スラッと伸びた細いながらもほどよく筋肉のついた手足、少し癖のある明るくオレンジがかった色素の薄い髪。
そして何より、長いまつ毛に程よく薄い血色の良い唇、二重のぱっちりした吸い込まれるような瞳、どのパーツをとっても、誰から見ても完璧に整った顔面。
「やっぱり琥珀が世界一だな」
ニヤつきを隠せないまま、満足気に呟いた。
見開きの右下には、『今話題の超新星高校生モデル!雪代琥珀』と特徴的なフォントで主張されている。
俺の最強の推しだ。
年は同い年の17歳で、琥珀がモデルとして活動し始めた1年前から追い続けている。琥珀が少しでも載っている雑誌は全て網羅し、隅から隅まで目を通していて、メディア出演した映像は全て録画済みで暇さえあれば見直している。
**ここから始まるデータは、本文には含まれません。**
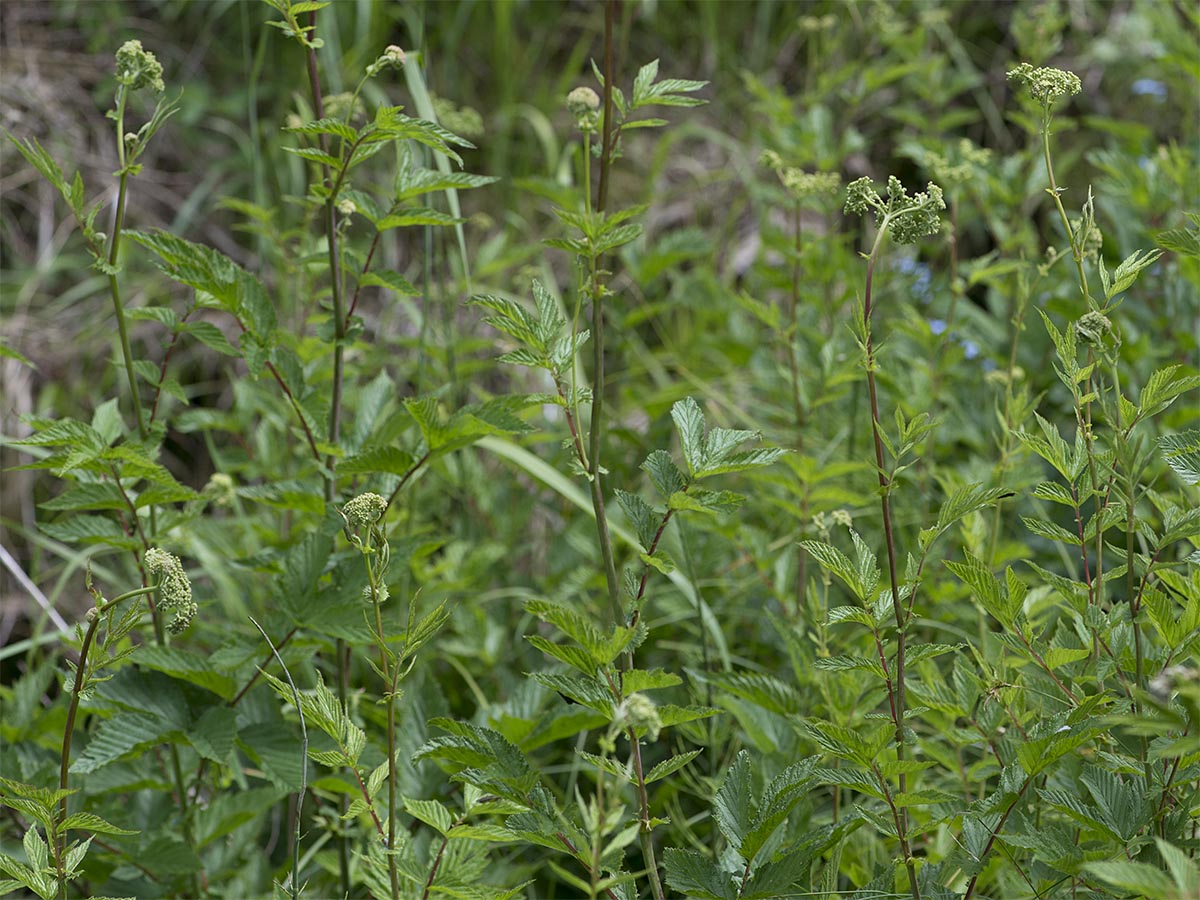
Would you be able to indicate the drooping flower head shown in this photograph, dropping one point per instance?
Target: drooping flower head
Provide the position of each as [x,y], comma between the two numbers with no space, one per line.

雑誌の中の琥珀は今日も輝いていて、クールで色気のある表情から、年相応の少し幼いひだまりのような笑顔まで、何から何まで完璧だ。
「推しを拝める世界に感謝…」
雑誌を胸に抱えて、ポスンとベッドに横たわる。
圧倒的な存在感に触れて、興奮で今夜もあまり寝付けそうにない。例えるなら大好きなバンドのライブ後のような感覚。口角が上がったのをそのままに、しばらくにまにました状態でベッドの上を転がった。
好き、好き、大好き。気持ちが溢れて止まらない。
でも彼は、世界でいちばん俺を嫌っている。